I am getting a list of dictionaries in the following format from an API, :

eg.

xlist =[
    { "id":1, "day":2, name:"abc", ... },
    { "id":1, "day":3, name:"abc", ... },
    { "id":1, "day":2, name:"xyz", ... },
    { "id":1, "day":3, name:"xyz", ... },...
  ]   

So, to store/optimize the queries in to the DB I have to convert them in this format.
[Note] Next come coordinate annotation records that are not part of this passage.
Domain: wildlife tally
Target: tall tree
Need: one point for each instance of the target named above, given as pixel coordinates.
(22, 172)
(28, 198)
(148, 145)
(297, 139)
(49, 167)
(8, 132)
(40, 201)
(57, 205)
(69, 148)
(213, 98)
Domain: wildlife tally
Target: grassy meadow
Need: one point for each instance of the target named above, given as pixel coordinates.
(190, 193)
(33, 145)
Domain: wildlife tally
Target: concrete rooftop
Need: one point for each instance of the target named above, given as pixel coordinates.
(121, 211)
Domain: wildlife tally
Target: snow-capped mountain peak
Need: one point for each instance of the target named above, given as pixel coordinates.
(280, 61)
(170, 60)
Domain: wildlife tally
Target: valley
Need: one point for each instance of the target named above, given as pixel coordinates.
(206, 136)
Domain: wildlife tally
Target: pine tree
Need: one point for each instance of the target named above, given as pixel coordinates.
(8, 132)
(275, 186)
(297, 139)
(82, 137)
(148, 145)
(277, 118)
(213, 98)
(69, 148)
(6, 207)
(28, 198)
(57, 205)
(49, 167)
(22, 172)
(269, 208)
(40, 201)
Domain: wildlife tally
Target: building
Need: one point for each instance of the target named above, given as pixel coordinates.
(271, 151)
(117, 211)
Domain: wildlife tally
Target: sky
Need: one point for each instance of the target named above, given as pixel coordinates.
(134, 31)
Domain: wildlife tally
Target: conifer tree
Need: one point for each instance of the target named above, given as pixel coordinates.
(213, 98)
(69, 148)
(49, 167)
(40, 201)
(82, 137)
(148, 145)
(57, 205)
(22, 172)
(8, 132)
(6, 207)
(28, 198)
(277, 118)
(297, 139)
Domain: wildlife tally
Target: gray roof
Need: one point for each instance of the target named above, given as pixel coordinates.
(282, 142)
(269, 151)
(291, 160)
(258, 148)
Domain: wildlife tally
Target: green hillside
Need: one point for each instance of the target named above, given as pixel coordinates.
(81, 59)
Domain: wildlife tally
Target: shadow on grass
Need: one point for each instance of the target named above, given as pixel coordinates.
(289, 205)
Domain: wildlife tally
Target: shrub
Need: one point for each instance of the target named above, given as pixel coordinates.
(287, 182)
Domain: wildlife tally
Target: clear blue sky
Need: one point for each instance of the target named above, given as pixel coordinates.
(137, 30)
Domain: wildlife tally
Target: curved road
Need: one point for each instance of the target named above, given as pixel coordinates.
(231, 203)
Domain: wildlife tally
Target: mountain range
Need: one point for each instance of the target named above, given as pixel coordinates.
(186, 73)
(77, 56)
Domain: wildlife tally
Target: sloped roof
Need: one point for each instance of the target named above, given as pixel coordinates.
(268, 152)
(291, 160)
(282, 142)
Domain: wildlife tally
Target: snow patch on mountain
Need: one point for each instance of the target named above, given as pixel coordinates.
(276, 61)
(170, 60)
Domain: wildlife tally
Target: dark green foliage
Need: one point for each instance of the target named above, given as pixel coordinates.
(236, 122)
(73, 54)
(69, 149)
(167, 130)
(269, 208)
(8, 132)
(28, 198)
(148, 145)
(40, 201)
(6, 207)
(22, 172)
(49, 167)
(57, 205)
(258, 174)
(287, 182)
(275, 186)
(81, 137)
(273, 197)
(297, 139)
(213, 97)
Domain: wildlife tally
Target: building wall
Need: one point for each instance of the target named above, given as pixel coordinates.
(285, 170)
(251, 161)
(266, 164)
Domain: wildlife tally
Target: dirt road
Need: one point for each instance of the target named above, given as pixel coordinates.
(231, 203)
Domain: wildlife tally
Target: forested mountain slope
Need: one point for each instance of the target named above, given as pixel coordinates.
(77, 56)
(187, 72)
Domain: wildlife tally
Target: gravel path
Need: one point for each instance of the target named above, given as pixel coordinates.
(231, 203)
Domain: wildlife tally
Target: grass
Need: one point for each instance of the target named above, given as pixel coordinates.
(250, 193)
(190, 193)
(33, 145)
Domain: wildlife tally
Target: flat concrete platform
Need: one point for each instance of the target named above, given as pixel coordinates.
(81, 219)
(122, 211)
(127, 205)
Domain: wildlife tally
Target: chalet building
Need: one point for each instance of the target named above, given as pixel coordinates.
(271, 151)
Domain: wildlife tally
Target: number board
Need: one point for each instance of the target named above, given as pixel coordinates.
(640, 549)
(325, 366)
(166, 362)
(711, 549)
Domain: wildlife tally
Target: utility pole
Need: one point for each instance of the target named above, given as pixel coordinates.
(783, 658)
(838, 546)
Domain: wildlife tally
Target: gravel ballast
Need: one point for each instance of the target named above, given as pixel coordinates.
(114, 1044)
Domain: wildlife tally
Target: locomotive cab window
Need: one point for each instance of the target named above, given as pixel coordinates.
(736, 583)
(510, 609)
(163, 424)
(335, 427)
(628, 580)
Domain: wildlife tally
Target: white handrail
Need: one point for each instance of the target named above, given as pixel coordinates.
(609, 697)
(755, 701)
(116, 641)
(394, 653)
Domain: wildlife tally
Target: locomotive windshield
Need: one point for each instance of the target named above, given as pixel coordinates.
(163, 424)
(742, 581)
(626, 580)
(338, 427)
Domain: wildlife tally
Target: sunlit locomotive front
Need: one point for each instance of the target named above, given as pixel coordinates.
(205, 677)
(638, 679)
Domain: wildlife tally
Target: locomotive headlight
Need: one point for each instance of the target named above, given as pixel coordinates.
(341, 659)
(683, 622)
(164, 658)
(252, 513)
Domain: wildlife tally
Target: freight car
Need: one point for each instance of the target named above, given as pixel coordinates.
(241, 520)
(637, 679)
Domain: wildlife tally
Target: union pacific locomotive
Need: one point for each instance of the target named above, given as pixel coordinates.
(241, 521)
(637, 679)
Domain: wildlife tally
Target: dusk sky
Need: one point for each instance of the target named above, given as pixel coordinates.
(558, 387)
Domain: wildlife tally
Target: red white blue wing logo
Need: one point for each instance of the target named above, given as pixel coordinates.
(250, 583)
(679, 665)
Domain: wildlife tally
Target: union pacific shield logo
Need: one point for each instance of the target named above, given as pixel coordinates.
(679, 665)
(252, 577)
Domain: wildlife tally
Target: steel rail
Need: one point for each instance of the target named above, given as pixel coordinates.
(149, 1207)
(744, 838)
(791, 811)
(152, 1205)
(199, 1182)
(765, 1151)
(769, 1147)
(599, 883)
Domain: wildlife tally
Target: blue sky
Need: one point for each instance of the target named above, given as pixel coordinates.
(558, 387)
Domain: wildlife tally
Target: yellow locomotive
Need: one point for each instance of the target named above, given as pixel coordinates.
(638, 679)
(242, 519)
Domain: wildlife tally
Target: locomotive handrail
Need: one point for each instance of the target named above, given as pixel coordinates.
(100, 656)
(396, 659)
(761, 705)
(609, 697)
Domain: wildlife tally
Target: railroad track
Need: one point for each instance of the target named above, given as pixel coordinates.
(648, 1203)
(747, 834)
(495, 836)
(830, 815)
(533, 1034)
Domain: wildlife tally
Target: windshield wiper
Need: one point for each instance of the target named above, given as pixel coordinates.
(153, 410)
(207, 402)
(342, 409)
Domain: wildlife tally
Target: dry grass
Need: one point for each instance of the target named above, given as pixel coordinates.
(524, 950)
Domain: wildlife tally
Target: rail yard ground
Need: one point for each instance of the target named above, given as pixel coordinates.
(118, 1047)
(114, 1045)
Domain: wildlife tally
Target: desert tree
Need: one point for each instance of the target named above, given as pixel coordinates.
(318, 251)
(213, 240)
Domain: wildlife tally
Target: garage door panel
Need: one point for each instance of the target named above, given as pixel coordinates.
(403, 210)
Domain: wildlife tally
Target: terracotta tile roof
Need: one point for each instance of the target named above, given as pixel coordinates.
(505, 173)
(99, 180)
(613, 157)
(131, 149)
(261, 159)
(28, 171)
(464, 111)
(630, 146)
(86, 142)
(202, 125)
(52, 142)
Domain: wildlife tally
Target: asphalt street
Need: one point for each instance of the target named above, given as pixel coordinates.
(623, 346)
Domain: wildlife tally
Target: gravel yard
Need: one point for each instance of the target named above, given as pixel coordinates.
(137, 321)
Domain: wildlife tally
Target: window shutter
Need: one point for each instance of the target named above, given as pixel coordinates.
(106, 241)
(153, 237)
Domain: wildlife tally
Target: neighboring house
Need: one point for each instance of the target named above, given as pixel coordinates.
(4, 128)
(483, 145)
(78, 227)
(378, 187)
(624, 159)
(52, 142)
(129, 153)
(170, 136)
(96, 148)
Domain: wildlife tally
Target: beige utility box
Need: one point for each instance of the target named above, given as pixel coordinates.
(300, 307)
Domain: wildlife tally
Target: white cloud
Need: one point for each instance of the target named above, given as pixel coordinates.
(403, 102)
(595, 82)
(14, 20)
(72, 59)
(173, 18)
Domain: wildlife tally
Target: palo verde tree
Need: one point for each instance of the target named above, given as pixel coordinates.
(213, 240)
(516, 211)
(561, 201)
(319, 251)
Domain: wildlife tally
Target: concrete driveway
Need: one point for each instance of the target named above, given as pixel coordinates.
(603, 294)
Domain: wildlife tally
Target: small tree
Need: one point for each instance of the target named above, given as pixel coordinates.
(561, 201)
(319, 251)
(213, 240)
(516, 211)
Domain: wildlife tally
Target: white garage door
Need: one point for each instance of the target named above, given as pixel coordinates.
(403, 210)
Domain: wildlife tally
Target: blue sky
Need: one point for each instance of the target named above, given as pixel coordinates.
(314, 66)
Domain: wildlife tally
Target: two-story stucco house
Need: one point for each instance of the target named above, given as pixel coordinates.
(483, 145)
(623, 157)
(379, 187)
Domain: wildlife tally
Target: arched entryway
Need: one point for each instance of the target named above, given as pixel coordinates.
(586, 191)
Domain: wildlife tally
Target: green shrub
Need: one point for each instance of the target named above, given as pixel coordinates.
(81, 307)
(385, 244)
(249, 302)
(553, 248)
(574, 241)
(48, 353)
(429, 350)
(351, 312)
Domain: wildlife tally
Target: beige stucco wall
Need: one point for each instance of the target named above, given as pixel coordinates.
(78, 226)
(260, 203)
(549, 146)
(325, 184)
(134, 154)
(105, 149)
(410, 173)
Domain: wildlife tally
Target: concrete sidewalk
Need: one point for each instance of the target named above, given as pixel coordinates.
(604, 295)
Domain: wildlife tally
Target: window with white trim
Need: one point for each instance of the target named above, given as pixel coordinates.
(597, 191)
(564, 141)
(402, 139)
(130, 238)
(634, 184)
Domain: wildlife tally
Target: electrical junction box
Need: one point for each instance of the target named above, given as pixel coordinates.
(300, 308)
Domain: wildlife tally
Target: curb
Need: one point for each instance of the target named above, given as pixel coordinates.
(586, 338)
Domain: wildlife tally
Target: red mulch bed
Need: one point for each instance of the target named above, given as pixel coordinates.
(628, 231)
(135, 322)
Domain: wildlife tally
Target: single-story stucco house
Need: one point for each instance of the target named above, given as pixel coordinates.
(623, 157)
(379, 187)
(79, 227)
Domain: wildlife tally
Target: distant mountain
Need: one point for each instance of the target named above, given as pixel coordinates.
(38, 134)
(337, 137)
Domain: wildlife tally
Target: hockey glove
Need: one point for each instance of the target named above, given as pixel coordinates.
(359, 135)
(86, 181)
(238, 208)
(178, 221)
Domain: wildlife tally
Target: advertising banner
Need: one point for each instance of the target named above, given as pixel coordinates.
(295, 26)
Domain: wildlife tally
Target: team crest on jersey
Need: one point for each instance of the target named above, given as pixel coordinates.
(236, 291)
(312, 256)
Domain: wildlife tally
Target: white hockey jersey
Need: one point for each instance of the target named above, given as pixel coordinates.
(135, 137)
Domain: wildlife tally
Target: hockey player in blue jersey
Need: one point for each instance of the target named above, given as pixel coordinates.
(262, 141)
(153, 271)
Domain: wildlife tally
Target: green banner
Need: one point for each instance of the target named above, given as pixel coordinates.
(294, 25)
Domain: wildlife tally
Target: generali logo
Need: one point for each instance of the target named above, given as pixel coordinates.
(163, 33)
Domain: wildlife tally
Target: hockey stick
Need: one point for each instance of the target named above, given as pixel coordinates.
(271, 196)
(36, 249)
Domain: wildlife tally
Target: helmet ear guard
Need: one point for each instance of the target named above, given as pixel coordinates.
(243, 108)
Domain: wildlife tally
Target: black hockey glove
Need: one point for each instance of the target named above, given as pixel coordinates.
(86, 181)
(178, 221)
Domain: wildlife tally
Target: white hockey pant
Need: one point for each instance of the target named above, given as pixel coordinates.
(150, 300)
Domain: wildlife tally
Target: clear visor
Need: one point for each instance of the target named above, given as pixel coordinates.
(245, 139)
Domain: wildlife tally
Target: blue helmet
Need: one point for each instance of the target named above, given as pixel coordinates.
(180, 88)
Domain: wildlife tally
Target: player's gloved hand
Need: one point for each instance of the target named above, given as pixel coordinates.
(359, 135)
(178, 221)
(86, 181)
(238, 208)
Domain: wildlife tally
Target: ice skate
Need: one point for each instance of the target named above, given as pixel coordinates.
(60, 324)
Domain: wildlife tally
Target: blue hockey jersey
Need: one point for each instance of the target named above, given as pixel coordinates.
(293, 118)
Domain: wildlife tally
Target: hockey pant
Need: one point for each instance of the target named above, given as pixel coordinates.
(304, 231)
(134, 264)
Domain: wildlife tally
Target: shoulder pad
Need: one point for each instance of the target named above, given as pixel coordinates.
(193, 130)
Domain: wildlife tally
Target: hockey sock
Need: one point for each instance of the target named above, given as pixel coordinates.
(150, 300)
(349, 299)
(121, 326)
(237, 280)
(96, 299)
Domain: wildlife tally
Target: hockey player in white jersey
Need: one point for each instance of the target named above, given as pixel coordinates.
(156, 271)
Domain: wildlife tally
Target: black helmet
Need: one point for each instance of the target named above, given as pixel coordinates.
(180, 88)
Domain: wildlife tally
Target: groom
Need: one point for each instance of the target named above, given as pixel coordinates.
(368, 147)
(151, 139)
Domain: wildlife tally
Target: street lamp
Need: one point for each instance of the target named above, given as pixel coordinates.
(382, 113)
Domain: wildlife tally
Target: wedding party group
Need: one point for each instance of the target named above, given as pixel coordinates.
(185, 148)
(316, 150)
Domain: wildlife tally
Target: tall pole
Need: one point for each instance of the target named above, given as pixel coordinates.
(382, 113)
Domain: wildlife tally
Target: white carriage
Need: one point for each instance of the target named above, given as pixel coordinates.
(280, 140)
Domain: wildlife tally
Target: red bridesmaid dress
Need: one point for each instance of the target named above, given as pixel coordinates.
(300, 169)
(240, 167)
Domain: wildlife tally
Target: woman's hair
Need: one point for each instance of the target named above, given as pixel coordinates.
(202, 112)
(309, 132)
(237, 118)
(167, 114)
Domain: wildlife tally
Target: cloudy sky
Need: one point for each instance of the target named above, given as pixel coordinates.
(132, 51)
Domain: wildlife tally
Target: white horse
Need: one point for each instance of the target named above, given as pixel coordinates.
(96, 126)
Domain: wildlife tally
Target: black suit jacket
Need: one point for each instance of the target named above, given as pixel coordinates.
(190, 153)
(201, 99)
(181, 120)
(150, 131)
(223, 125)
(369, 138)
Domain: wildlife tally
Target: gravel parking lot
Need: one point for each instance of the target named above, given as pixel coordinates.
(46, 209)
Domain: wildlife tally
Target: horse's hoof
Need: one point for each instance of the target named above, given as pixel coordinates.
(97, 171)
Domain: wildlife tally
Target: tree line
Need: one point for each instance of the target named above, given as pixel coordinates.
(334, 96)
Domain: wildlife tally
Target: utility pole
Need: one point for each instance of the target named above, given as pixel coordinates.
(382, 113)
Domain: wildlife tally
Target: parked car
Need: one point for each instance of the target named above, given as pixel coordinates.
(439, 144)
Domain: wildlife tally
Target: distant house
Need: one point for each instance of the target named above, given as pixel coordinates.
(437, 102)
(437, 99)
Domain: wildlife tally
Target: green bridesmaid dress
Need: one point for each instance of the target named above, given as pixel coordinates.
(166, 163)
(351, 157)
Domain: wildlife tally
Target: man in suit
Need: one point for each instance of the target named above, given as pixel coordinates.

• What is efficient or other way to generate following structure?

  unique_xlist =[
    { "id":1, "day":2, name:["abc", "xyz"], ... },
    { "id":1, "day":3, name:["abc", "xyz"], ... },
  ]   
  

What I am doing :

 names = list(set([ v['name'] for v in xlist])) #-- GET UNIQUE NAMES
 templist =  [{k:(names if k == 'name' else v) \
           for k, v in obj.items()} for obj in xlist] #-- Append Unique names
 unique_xlist= {v['day']:v for v in templist}.values() #- find unique dicts

I don't think this is very efficient, am using 3 loops just to find unique dicts by day.

Answer 1

You could use itertools.groupby:

from itertools import groupby

xlist.sort(key=lambda x: (x["id"], x["day"], x["name"]))  # or use sorted()
unique_xlist = []

for k, g in groupby(xlist, lambda x: (x["id"], x["day"])):
    unique_xlist.append({"id": k[0], "day": k[1], "name": [i["name"] for i in g]})

Answer 2

Simply use the values that makes an item unique as keys to a dictionary:

grouped = {}
for x in xlist:
    key = (x['id'], x['day'])
    try:
        grouped[key]['name'].append(x['name'])
    except KeyError:
        grouped[key] = x
        grouped[key]['name'] = [x['name']]

You can listify this again afterwards if necessary.